ちょっと早めですが、今年のボカロ曲&ボカロアルバムの10選を発表しちゃいます。
ボカロ曲の方はニコニコ動画のマイリストにまとめました。曲順も意識したので、連続再生してお楽しみください。



続きに、ボカロアルバム10選と、それぞれのちょっとした紹介文を掲載します。
一応項目名として数字を入れていますが、特に順位をつけているわけではないのでご了承をば。






1)FMAK(曼荼羅P)「The answer of paradoxical struggle」

リリース: 2012/2/5
分類: VOCALOID
ジャンル: ロック
通販: 個人通販


間違いなく今年最も聴き込んだアルバムです。ジャケットイラストは「あまがさちも」さん。
鏡音リンが優しく歌うのは、大きな力に打ちひしがれた者の悲しみと絶望。
ジャケットに焼け野原でうずくまるリンが描かれているように、このアルバムに据えられたテーマは「戦争」。
しかし必ずしも社会的なメッセージが込められたわけではなく、テーマそのものがとても抽象的に語られることもあるために、聴くたびに異なる感じ方をさせられる、一筋縄では行かない奥の深い作品です。

2)シメサバツイスターズ「Progrematica」

リリース: 2012/2/5
分類: VOCALOID
ジャンル: プログレッシブロック他
通販: とらのあな

こちらも今年かなり聴き込んだアルバムです。ジャケットイラストは「Deino」さん。
購入してすぐ当ブログで紹介記事を書かせて頂きました。
ここ1年、全体のまとまりを意識したボカロアルバムが(特に同人で)数多くリリースされていますね。
その多くが、ストーリーや固定のテーマを礎にした「コンセプトアルバム」。僕も大好物です。
しかしこのアルバムは、同じくまとまりのある作品でありながらそれらとは一線を画します。
ただ、「音楽」だけでまとまりを生じさせ、純粋に曲構成の美しさのみで世界を提示しているのです。
タイトル通り、プログレそしてメタルを愛聴し、また作曲における高い技術とセンスを持ち合わせているからこそのとんでもない芸当。
同人でここまでしっかり構成された、それでいてキャッチーなアルバムが作られたことがあったでしょうか。
あ、あったら教えて下さい。

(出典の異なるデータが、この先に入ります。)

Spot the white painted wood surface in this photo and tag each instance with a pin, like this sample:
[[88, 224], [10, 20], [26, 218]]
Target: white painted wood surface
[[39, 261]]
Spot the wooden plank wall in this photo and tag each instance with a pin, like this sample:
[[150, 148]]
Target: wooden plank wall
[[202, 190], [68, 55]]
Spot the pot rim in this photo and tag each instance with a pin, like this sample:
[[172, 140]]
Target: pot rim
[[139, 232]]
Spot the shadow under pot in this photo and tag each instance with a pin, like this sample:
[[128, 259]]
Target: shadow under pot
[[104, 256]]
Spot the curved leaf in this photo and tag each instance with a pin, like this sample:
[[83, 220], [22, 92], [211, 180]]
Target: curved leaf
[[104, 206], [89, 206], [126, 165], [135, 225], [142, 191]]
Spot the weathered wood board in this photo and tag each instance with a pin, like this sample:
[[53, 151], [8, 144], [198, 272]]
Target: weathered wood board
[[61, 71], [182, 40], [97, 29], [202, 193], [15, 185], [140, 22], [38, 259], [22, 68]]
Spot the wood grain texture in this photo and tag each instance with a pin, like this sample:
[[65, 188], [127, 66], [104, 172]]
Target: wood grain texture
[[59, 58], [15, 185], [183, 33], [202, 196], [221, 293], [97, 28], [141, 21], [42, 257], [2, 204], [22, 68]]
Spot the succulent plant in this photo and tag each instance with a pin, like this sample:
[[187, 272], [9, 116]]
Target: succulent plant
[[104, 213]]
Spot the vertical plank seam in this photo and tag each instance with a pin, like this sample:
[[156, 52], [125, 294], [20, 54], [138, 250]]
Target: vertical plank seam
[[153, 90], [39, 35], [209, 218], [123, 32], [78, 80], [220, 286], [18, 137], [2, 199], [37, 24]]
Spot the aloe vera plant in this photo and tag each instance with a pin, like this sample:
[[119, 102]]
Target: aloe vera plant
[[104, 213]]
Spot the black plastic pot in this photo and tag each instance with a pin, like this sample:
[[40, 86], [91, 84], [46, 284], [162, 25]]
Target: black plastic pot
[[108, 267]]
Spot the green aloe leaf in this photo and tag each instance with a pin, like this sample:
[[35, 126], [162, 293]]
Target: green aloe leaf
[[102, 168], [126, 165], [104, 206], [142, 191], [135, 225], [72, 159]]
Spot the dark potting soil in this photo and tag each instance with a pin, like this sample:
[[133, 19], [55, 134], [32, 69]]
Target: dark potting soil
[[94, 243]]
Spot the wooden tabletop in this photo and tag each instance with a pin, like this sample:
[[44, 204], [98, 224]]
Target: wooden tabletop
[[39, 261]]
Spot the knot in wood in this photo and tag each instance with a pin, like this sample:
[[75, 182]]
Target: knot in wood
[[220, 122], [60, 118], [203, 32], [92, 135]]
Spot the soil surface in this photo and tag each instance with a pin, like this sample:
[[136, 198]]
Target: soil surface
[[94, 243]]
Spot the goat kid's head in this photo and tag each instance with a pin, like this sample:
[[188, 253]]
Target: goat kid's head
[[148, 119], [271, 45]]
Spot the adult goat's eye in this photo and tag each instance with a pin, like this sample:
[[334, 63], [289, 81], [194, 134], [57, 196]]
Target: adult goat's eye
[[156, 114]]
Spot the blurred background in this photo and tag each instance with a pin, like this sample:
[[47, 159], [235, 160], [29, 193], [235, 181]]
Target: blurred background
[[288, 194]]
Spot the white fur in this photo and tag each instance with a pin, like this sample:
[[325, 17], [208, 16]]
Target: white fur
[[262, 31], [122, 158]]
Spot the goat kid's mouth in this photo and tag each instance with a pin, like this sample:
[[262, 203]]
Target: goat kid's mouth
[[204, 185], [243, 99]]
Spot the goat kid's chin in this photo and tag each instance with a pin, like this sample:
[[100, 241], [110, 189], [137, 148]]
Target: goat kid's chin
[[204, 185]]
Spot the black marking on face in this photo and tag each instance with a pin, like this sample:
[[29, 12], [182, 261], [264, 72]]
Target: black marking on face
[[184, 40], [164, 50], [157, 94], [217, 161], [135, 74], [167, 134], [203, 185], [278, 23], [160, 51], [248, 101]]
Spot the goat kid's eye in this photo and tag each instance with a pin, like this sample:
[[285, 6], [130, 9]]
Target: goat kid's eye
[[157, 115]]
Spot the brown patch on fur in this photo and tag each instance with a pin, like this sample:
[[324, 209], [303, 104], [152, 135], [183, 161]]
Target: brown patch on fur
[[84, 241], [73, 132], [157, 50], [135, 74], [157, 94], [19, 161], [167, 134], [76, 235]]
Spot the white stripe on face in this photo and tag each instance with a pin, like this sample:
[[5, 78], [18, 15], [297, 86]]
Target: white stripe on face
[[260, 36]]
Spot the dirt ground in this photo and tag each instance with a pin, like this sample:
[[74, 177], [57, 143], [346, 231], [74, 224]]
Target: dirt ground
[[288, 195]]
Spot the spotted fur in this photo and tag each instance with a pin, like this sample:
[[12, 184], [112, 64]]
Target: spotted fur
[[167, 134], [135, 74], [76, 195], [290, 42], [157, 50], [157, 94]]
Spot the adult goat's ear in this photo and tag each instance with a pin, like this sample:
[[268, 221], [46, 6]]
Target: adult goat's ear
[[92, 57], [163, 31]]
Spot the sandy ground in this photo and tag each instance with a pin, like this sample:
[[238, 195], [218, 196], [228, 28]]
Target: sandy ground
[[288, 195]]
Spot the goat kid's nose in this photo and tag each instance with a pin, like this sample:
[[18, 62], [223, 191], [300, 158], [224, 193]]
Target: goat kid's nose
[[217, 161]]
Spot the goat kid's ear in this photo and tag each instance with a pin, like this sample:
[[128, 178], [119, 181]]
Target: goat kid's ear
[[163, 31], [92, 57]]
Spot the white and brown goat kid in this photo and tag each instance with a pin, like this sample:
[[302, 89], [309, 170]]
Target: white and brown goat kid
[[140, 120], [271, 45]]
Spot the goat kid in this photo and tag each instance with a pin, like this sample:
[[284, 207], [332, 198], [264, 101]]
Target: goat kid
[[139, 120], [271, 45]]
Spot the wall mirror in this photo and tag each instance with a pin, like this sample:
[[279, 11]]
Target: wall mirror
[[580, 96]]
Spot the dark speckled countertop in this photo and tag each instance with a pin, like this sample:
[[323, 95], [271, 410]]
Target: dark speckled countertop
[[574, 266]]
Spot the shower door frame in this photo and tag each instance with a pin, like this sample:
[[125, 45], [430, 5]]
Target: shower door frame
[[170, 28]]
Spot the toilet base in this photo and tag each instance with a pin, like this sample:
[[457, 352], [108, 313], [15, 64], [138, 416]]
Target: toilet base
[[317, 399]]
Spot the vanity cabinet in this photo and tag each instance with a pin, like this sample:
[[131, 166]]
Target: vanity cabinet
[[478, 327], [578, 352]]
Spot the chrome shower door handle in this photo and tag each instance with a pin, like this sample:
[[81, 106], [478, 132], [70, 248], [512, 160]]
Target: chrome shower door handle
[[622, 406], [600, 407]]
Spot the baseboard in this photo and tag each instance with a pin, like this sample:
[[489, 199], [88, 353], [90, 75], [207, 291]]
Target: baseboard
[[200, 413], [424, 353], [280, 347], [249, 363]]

全力で聴きに行きます。

3)Lemm「Arkhe」

リリース: 2012/4/28
分類: VOCALOID
ジャンル: エレクトロニカ他
通販: Amazonとらのあな


こちらも今年相当聴き込んだアルバムと言えるでしょう。ジャケットイラストはYuma Saitoさん。
クラシックの香りを持つ、優雅なエレクトロニカ。その音の美しさはまさに唯一無二です。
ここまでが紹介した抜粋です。